Well, tonight was my first date in almost a year. For some reason, that seems shocking to me even though I've spent extensive stretches of my life not dating. As the minutes ticked closer today, I felt the nerves getting worse. I felt "out of practice" on this whole first-date thing. I went on them at least once a month when I was on Match, and that kind of frequency can be beneficial. Or jading. Your choice.

It was just coffee. No pressure, we agreed. We carved out about an hour out of our busy schedules to just sit and chat. Become friends. See if the chemistry that seemed to be there in the text messages and phone conversations actually carried over to real life.

So of course that explains why I was so numbingly nervous. *eye roll*

This afternoon while getting ready, I probably changed my clothes close to a dozen times. I knew what jeans I was going to wear, but jeans are such a blank canvas. It was just coffee. But he was coming from work, from Corporate America. Tops and combinations were tried, judged, and vetoed, then they were recombined, re-judged, and mostly re-vetoed. I came to the decision I desperately needed a haircut, but at least - for once - my complexion was mostly behaving.

Dressed and nervous, I arrived early as I had told him I would. So did he. We got our coffee and sat down. Deep breath.

The conversation flowed just as easily as it had on the phone. There was a lot of recounting dating horror stories; he had also been on Match, but with considerably less success. We talked about where we both were in regards to dating and agreed we were both at the same point, coming out of a period of self-reflection and self-work, for lack of a better term, and ready to again be out dating seriously. Neither of us have had anything going on for some time. Suddenly our hour and ten minutes was gone, and I had to go to work.

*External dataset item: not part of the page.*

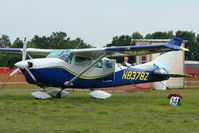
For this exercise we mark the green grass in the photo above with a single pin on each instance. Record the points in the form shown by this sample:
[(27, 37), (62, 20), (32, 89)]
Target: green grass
[(78, 113)]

He asked as we walked out if we "would talk soon?" I said, "oh, yes. Yes." I asked for a hug, he gladly responded. I got in the car and immediately started grinning like a loon. I went and taught my Zumba class, happily bouncing through it like I hadn't a care in the world. My ladies at the gym weren't fooled, and it wasn't just because they saw me running in looking "really, really cute" as they said, nor did they completely buy my "I'm caffeinated" line.

One of my regulars only wanted to know if it was a first date. Her question was stepped on by another of my regulars who said, "is he cute? THAT'S what is important!"

Hey, when you're in your 70s, you can ask anything you want, too.

I know many of you reading are right now thinking the same thing. "Enough of this play-by-play, is he attractive?!" you're thinking to yourself. Oh yes, I can hear it, even though I haven't even hit "publish" on this post yet.

Answer: I like what I see. A lot.

While I feel confident that there will be a second date, ever-skeptical me is afraid to jinx myself. And let's just get something clear: yes, I'm happy. Yes, I'm grinning like a loon. I can't remember the last time I was this happy after a first date. But I'm not head-over-heels stupid. I'm not picking out my bridesmaids. I'm not planning a summer vacation together. Heck, I'm not even thinking about when could we find time for dinner next week. I am quite content to take it slow. We are both quite understanding of where the other person is, and what we've both been through. We both have crazy schedules, too; me with my multiple jobs, he with the kids, especially his daughter.

One step at a time, one day at a time, one text at a time, one phone call at a time.

And for at least one night, I am going to bed with a smile on my face.